It is said that Galileo’s middle finger is displayed in Florence, Italy, thus in death “giving the finger” to those who put him under house arrest for daring to claim the Earth was not the centre of the universe. That the sun orbited the Earth was the scientific consensus of the time, backed by Biblical texts.
The penalty for Galileo’s effrontery in saying otherwise was not only prison and then house arrest. He was also forbidden to claim the obvious as fact. He could claim it only as theory.
Time has proved the 16th century scientific-religious consensus spectacularly wrong. Galileo was right. Reason triumphed over superstition.
Meanwhile, in the 21st century, we are asked to wait another 100 years before the truth or fallacy of the prevailing climate theory is proven true or false. Meanwhile, as the Pope once demanded, mouths and minds must be securely shut.

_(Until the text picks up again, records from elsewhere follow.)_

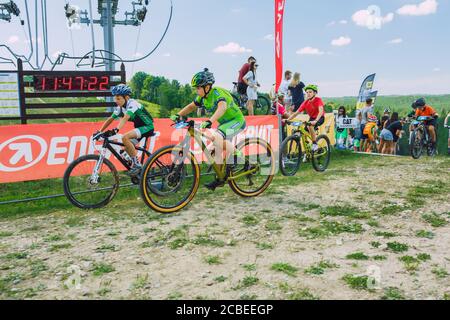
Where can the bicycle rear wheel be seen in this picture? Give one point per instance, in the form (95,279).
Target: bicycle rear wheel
(262,106)
(416,144)
(170,179)
(86,191)
(321,157)
(290,156)
(252,175)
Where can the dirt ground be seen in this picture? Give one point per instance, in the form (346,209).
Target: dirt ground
(360,231)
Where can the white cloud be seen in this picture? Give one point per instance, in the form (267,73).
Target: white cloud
(422,9)
(56,54)
(232,48)
(396,41)
(13,39)
(310,51)
(371,18)
(341,41)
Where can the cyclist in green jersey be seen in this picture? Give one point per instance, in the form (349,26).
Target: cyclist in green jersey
(130,110)
(220,104)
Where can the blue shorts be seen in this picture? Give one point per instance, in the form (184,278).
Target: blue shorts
(386,135)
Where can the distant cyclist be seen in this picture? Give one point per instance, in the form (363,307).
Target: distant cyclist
(314,107)
(220,104)
(424,110)
(130,110)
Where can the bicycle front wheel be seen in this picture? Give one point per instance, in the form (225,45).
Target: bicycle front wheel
(262,106)
(321,157)
(170,179)
(87,189)
(290,156)
(252,174)
(416,144)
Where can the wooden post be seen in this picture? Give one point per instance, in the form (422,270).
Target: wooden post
(23,110)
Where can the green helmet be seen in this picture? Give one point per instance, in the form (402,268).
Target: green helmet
(312,87)
(203,78)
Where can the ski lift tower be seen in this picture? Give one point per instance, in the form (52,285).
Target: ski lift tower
(108,10)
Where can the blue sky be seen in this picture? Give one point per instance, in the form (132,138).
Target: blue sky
(332,43)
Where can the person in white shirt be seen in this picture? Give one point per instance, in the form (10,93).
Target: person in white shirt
(252,89)
(284,88)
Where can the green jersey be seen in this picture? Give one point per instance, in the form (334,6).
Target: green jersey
(138,114)
(215,96)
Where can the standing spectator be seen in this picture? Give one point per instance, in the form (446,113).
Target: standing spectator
(363,119)
(252,87)
(296,91)
(242,87)
(341,133)
(396,128)
(448,127)
(284,88)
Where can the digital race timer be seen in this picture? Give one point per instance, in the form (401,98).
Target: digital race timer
(44,83)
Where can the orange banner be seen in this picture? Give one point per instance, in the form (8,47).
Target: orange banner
(43,151)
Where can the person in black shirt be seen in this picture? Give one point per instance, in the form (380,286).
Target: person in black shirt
(296,88)
(396,128)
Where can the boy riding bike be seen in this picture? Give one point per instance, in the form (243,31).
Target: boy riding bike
(130,110)
(424,110)
(220,103)
(314,107)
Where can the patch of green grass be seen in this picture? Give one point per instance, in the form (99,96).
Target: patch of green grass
(391,209)
(220,279)
(102,268)
(435,220)
(344,211)
(107,248)
(16,255)
(285,268)
(175,296)
(397,247)
(207,240)
(140,282)
(319,268)
(357,256)
(249,267)
(440,273)
(264,246)
(273,226)
(248,281)
(423,257)
(425,234)
(330,228)
(386,234)
(213,260)
(393,293)
(250,220)
(53,238)
(357,282)
(5,234)
(375,244)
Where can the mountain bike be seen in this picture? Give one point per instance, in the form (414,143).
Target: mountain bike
(262,105)
(92,181)
(420,138)
(176,168)
(298,147)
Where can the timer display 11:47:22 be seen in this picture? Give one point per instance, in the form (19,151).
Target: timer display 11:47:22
(68,83)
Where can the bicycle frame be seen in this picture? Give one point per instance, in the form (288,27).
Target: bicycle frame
(220,171)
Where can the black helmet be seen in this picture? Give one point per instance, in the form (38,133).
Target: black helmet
(203,78)
(420,103)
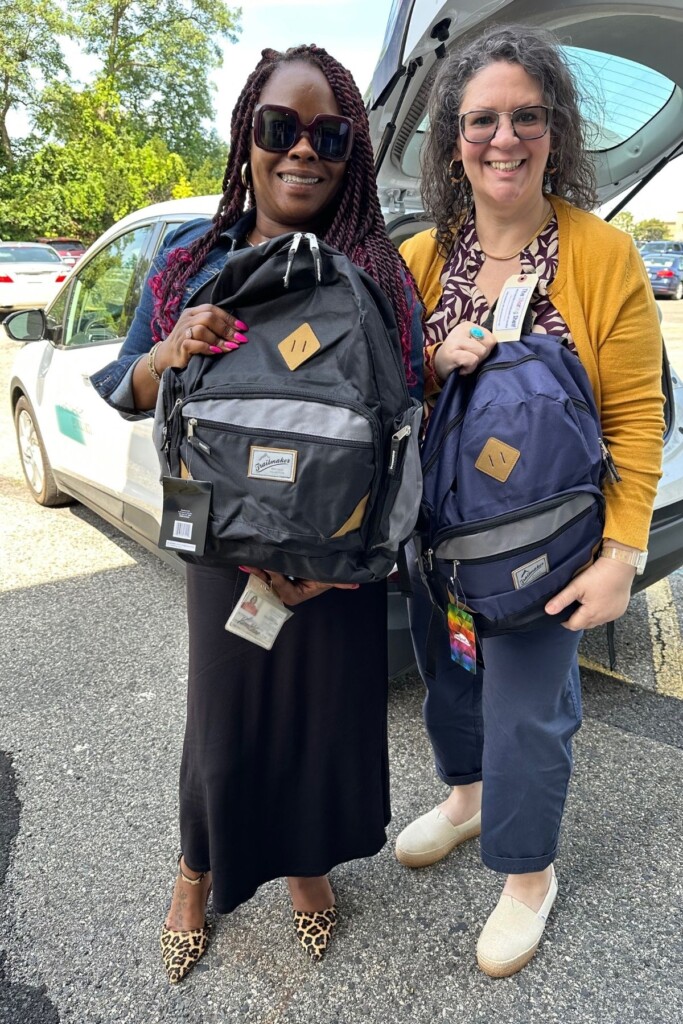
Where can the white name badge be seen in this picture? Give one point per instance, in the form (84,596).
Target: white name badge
(259,614)
(512,305)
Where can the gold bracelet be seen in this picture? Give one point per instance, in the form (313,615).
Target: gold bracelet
(151,365)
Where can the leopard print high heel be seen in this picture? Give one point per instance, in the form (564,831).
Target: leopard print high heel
(181,950)
(314,930)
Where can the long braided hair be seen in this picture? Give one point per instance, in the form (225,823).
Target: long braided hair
(355,226)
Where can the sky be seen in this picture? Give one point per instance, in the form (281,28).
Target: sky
(352,31)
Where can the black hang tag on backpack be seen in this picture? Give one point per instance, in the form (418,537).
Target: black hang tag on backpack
(185,515)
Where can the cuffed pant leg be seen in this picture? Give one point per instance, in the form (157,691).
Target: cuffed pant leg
(531,709)
(453,704)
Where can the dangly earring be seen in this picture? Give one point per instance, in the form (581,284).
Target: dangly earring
(453,167)
(551,168)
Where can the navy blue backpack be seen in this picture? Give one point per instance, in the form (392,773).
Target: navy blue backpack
(513,464)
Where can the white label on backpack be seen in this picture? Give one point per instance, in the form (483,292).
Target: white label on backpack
(530,571)
(512,306)
(272,464)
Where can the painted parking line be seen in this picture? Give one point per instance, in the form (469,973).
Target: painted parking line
(666,639)
(603,670)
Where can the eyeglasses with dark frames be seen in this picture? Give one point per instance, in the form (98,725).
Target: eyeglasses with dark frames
(278,129)
(527,123)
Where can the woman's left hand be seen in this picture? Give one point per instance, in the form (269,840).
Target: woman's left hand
(603,591)
(293,592)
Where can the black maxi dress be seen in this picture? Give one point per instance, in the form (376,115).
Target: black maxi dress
(285,764)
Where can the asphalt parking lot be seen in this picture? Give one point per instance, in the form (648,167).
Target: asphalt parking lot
(92,670)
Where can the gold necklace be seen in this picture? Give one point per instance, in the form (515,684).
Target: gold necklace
(503,259)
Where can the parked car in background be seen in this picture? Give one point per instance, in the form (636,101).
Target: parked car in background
(649,248)
(70,250)
(73,444)
(30,275)
(666,273)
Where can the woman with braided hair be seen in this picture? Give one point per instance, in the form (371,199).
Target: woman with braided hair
(284,768)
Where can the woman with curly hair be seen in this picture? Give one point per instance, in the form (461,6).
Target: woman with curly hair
(285,760)
(508,182)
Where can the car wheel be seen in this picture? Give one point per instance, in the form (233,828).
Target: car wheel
(34,459)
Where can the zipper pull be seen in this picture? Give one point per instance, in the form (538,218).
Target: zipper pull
(296,242)
(315,252)
(191,423)
(612,472)
(395,446)
(167,424)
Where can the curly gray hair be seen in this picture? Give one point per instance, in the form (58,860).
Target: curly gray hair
(539,53)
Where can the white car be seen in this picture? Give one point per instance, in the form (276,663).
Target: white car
(74,445)
(31,275)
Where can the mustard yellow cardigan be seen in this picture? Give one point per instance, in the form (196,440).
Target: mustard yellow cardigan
(602,292)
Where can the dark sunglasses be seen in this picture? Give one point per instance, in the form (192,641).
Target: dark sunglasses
(278,129)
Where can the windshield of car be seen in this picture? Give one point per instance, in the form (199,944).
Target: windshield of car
(28,254)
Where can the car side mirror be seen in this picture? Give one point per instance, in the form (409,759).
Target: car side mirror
(27,325)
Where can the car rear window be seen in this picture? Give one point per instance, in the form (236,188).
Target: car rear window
(28,254)
(603,81)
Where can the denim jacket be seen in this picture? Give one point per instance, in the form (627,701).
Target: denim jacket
(114,382)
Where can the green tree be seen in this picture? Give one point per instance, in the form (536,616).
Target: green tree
(30,51)
(650,230)
(157,55)
(625,221)
(90,178)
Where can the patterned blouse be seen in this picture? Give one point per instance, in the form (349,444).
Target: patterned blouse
(462,299)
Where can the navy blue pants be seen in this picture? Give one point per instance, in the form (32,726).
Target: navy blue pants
(510,726)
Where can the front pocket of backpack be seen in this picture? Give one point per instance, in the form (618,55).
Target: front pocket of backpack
(506,583)
(305,480)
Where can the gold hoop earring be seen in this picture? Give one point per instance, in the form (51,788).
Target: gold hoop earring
(455,181)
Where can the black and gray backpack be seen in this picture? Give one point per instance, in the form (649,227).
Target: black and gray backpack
(307,433)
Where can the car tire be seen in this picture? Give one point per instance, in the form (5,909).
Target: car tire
(36,466)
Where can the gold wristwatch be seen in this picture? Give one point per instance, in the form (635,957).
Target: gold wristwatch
(636,558)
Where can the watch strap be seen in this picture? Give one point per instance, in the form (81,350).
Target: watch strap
(635,558)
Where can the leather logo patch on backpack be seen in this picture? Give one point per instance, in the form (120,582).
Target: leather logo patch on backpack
(299,346)
(497,459)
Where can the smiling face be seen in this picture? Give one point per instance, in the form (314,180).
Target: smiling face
(294,189)
(506,172)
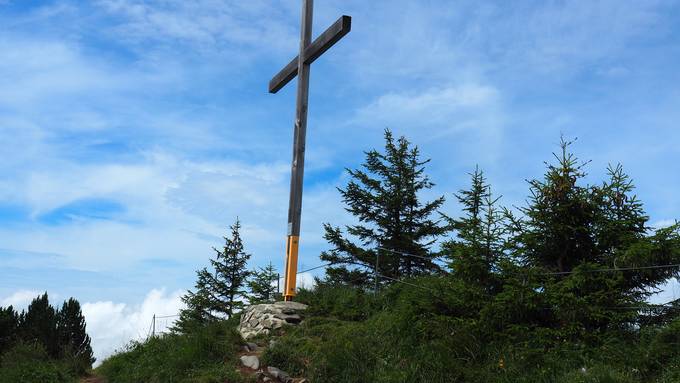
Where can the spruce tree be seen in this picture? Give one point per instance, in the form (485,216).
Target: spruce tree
(197,312)
(261,284)
(577,235)
(9,324)
(72,332)
(39,324)
(476,251)
(393,220)
(227,286)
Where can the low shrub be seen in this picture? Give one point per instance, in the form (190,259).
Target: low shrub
(209,354)
(30,363)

The parallels between what Galileo endured, and what opponents of the climate change gospel have to put up with, are obvious to those of a rational mind.

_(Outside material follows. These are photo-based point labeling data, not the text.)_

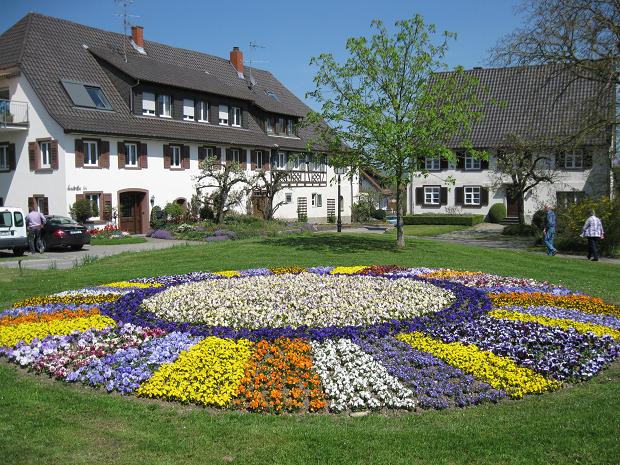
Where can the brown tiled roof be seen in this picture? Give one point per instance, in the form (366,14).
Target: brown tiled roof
(544,102)
(48,50)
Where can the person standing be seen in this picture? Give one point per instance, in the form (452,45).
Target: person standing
(549,230)
(593,231)
(35,221)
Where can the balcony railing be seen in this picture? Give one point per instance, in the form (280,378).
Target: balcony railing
(13,113)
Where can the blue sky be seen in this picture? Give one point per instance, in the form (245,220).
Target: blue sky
(291,31)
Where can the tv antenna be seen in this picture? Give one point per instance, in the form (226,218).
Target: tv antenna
(126,23)
(253,47)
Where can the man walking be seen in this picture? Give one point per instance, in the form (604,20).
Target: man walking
(593,231)
(35,221)
(549,231)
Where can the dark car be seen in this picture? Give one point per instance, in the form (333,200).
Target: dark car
(60,231)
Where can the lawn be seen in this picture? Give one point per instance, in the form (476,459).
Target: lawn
(42,421)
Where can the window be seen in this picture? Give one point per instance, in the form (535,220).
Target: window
(472,195)
(224,115)
(148,103)
(175,156)
(472,163)
(91,153)
(165,104)
(431,195)
(188,109)
(131,155)
(432,164)
(203,112)
(44,148)
(236,116)
(4,157)
(86,95)
(573,161)
(317,200)
(94,199)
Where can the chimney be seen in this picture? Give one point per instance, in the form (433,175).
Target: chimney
(236,59)
(137,35)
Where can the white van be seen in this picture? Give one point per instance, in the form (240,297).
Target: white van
(13,233)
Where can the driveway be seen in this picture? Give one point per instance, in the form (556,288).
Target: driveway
(63,259)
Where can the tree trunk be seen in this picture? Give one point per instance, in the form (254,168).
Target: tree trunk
(400,235)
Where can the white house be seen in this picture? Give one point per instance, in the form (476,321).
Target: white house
(124,122)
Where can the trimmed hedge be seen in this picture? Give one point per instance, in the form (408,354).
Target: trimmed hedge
(462,220)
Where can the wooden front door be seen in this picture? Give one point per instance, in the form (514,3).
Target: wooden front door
(130,211)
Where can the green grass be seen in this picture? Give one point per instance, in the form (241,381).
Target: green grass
(113,241)
(43,421)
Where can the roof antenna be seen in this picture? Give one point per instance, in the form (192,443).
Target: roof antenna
(126,23)
(253,47)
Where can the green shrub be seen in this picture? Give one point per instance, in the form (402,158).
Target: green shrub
(497,213)
(81,210)
(158,218)
(462,220)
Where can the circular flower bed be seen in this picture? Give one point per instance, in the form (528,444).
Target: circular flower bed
(324,339)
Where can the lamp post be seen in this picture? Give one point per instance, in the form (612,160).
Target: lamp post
(339,172)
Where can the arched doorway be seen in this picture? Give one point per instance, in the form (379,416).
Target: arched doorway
(133,210)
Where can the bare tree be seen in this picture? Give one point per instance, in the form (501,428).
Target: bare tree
(525,165)
(222,177)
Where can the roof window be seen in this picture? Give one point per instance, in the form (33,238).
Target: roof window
(86,95)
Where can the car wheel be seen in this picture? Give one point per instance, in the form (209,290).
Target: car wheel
(18,251)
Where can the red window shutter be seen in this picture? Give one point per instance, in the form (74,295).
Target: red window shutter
(12,159)
(107,207)
(54,155)
(144,156)
(166,156)
(122,161)
(104,154)
(79,153)
(185,157)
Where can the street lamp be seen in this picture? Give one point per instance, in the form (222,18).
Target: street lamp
(339,172)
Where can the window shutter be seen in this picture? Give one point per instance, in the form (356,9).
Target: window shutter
(79,153)
(185,157)
(443,196)
(54,154)
(107,207)
(419,196)
(484,196)
(104,154)
(122,160)
(12,159)
(166,156)
(458,196)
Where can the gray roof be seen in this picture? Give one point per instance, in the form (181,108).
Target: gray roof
(48,50)
(543,103)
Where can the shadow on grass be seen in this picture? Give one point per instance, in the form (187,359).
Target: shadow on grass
(344,244)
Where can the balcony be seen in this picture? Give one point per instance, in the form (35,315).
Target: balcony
(13,116)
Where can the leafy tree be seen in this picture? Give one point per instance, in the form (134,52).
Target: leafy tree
(524,164)
(223,178)
(388,105)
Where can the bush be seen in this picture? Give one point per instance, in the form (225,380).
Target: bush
(497,213)
(81,210)
(462,220)
(158,218)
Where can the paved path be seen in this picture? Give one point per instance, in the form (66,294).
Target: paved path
(63,259)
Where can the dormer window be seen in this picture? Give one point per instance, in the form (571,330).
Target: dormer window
(223,115)
(165,106)
(188,109)
(148,103)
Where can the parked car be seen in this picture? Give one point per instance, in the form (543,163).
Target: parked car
(13,233)
(61,231)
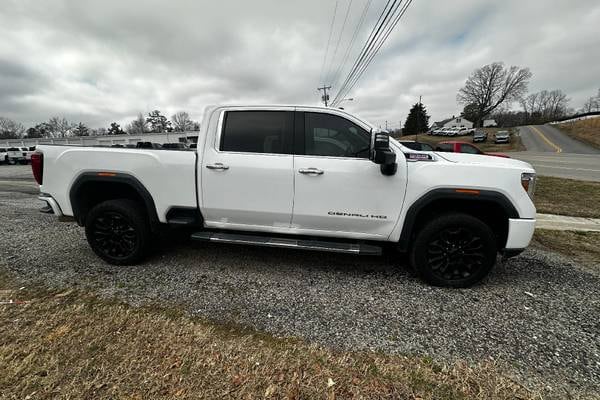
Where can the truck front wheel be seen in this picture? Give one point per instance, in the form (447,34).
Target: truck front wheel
(118,231)
(456,250)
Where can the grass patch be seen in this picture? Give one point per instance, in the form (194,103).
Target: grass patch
(487,146)
(567,197)
(585,130)
(72,345)
(582,246)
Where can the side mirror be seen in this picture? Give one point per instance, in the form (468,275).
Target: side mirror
(382,154)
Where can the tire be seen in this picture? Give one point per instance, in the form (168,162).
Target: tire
(454,250)
(118,231)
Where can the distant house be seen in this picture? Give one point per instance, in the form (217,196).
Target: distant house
(454,122)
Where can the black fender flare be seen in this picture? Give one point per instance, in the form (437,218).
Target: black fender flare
(467,195)
(110,177)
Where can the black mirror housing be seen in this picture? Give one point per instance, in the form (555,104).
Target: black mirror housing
(382,154)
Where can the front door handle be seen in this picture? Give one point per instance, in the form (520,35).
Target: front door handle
(311,171)
(218,166)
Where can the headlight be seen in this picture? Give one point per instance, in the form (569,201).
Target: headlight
(528,183)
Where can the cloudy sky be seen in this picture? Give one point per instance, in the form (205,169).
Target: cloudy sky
(104,61)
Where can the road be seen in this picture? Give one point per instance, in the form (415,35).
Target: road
(553,153)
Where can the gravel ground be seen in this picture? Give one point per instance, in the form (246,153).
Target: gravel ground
(537,315)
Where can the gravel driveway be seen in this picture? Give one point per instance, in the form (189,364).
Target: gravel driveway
(538,314)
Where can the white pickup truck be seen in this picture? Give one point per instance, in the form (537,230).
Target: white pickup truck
(297,177)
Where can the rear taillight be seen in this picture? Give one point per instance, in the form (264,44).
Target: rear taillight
(37,166)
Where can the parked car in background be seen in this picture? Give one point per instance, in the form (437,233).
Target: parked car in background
(16,155)
(148,145)
(502,137)
(418,146)
(27,154)
(479,136)
(464,147)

They are branded “deniers”, instead of honest sceptics of an all-encompassing theory. Some lose their jobs or their working conditions are made intolerable. They have not been put in jail – yet.

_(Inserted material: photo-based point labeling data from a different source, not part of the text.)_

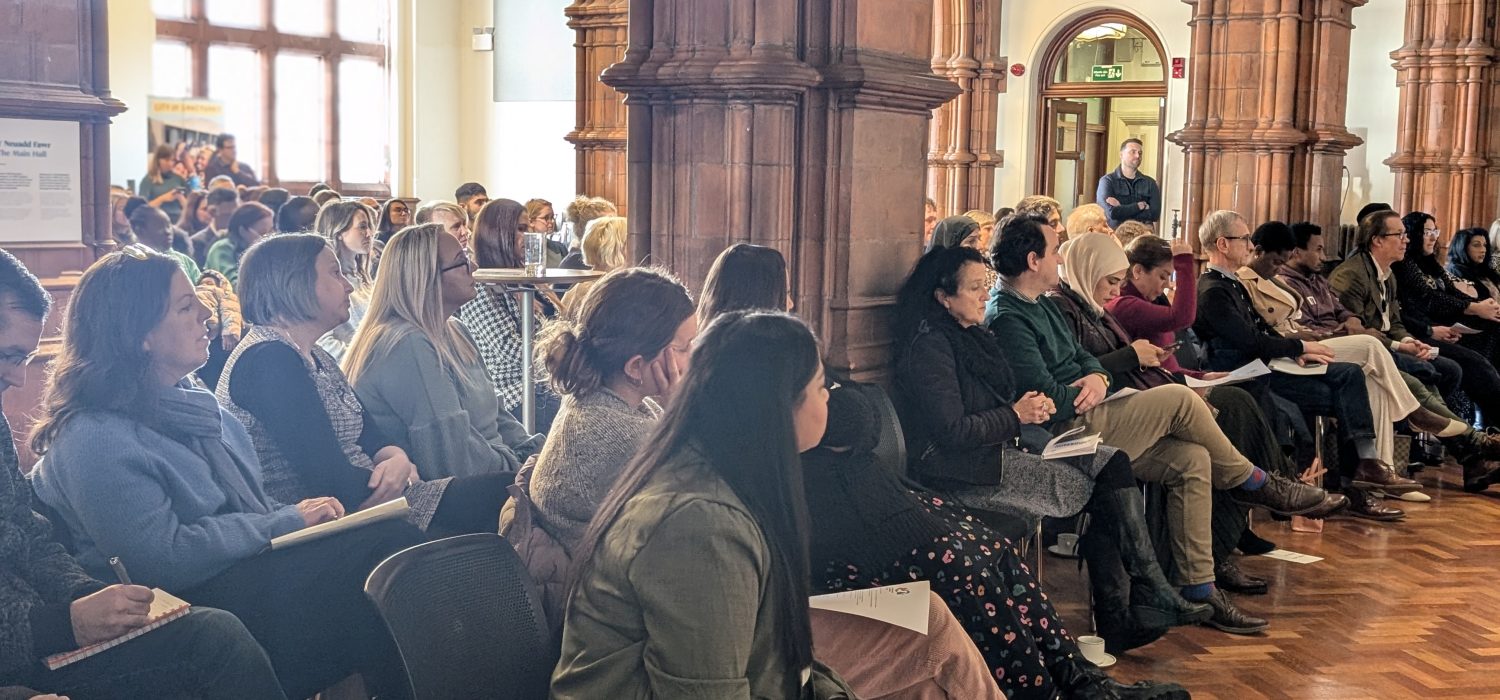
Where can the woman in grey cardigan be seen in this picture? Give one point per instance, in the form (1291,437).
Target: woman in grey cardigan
(629,345)
(147,469)
(416,367)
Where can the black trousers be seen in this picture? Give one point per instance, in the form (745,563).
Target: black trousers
(1481,381)
(306,606)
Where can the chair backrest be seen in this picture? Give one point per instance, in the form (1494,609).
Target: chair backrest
(891,448)
(465,618)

To those climatologists who soldier on, testing theories on the edge of acceptance by the prevailing climate priesthood, feel compelled to insert caveats in their findings, grovelling to escape establishment censure.
An example of this is evident in a recent media release by Boston University on the results of climate research that suggests the world might be already benefiting from a rise in carbon dioxide (CO2) in the atmosphere.
The researchers coming to this conclusion were not sceptics who doubted the alarmist theories of global warming caused by industry. On the contrary, they supported the thesis (and probably still do). Nor were they a single pair hoping to extract more research money by coming to correct conclusions. They undertook this research in an attempt to find out if the claims by climate sceptics that higher CO2 levels were beneficial to the planet.
Embarrassingly, they found the sceptic claim was correct by using 33 years of satellite data.
Reading the Boston University media release, their attempts to avoid being cast into utter darkness, like Galileo, are quite clear. They acknowledge every confirmation that more CO2 greatly enhanced plant growth as shown by satellite images, by quickly adding a rider that, of course global warming and increased CO2 is nevertheless, overall, bad.
“We were able to tie the greening largely to the fertilising effect of rising atmospheric CO2 concentration by tasking several computer models to mimic plant growth observed in the satellite data,” the professor in the Department of Earth and Environment at Boston University said, swiftly adding: “(CO2) is the chief culprit of climate change.”
Another of the 34 researchers said: “The greening over the past 33 years reported in this study is equivalent to adding a green continent about two-times (sic) the size of mainland USA (18 million square kilometres).”